Kogi BBQ runs three Korean mobile food trucks in Los Angeles.
It has 43,000 followers on Twitter and 3,150 on Facebook and uses the sites to post specials, discounts and details of where the vans will be parked each day.
“It’s a great way to interact one on one and build a relationship with our customers,” says Kogi BBQ’s creative director Alice Shin.
“Customers feel a personal connection, which encourages repeat business.”
But experts warn that social networking sites are not without dangers.
“You are losing control of your message by inviting customers in to a dialogue and that could be problematic if they criticise you,” says Arun Sundararajan, a professor of information, operations and management sciences at New York University.
He advised users to think of it as a conversation rather than an advertising space.
“There is a fine line between giving people a steady stream of useful information and bombarding them, he explains.
“If you do the latter you are in danger of turning customers off.”
This view was echoed by Andrew Sinkov, vice president of marketing at Evernote, a California-based online storage company.
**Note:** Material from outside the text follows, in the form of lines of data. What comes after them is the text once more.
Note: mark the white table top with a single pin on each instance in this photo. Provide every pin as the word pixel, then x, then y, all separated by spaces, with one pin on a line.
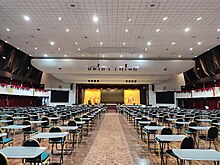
pixel 22 152
pixel 182 122
pixel 5 121
pixel 50 135
pixel 200 128
pixel 19 117
pixel 37 122
pixel 144 122
pixel 197 154
pixel 68 127
pixel 218 124
pixel 154 128
pixel 15 126
pixel 170 137
pixel 204 120
pixel 3 134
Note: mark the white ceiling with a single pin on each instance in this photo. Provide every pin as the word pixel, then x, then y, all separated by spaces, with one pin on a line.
pixel 113 15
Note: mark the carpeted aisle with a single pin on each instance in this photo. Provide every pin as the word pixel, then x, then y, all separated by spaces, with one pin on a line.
pixel 110 145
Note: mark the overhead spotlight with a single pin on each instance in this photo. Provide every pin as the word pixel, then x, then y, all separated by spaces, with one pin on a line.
pixel 95 18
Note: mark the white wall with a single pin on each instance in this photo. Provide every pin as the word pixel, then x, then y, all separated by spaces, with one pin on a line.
pixel 173 84
pixel 52 83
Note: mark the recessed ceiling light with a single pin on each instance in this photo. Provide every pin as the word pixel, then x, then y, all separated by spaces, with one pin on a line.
pixel 26 18
pixel 148 43
pixel 52 43
pixel 199 18
pixel 186 29
pixel 165 18
pixel 95 18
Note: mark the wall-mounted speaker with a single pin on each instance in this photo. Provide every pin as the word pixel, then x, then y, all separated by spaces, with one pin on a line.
pixel 71 86
pixel 153 87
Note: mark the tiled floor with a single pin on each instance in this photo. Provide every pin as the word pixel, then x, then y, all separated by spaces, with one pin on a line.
pixel 112 141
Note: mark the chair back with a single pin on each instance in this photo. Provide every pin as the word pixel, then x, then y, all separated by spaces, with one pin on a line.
pixel 187 143
pixel 144 119
pixel 55 129
pixel 193 124
pixel 3 159
pixel 72 123
pixel 31 143
pixel 153 123
pixel 27 122
pixel 10 122
pixel 212 133
pixel 77 118
pixel 166 131
pixel 45 118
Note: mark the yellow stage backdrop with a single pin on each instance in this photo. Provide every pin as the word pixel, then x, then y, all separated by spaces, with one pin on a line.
pixel 94 95
pixel 132 96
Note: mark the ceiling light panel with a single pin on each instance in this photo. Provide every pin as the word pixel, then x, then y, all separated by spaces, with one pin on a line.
pixel 113 20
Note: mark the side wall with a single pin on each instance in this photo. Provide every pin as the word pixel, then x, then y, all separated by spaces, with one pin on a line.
pixel 52 83
pixel 173 84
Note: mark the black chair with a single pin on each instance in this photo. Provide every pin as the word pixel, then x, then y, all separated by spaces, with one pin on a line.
pixel 76 133
pixel 10 122
pixel 46 124
pixel 44 158
pixel 186 143
pixel 150 132
pixel 3 159
pixel 56 141
pixel 54 121
pixel 5 141
pixel 28 131
pixel 178 127
pixel 165 131
pixel 211 136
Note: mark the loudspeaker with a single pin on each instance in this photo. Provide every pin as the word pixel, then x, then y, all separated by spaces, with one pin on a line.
pixel 153 88
pixel 71 86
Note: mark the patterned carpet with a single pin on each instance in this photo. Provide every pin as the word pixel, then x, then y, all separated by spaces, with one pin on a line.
pixel 110 145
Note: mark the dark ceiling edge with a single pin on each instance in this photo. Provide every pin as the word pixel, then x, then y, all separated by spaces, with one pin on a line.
pixel 87 58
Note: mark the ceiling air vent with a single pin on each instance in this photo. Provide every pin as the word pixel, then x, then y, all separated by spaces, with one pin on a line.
pixel 152 5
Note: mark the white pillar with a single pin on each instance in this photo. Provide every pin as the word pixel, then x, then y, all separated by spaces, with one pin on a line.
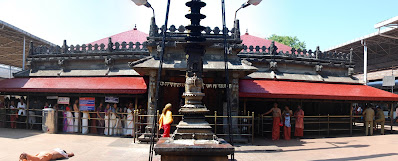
pixel 365 63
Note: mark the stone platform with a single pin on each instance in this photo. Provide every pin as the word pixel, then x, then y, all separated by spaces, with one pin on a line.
pixel 193 150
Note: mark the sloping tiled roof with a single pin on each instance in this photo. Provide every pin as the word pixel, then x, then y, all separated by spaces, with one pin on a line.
pixel 257 41
pixel 127 36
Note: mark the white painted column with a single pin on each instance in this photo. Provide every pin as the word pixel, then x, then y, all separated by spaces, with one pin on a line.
pixel 365 62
“The key is to keep your messages concise, free of fluff or marketing jargon and only convey genuinely useful information,” he says.
Evernote has 30,000 followers on Twitter, 12,000 fans on Facebook and has recently begun using Friendfeed, which was taken over by Facebook in August.
Evernote directs its followers between all three sites and its company blog, creating a sophisticated, inter-linked online presence.
“The days of large anonymous companies are over,” declares Mr Sinkov.
“To succeed nowadays your company has to have a personality and it’s easier than ever to create that.”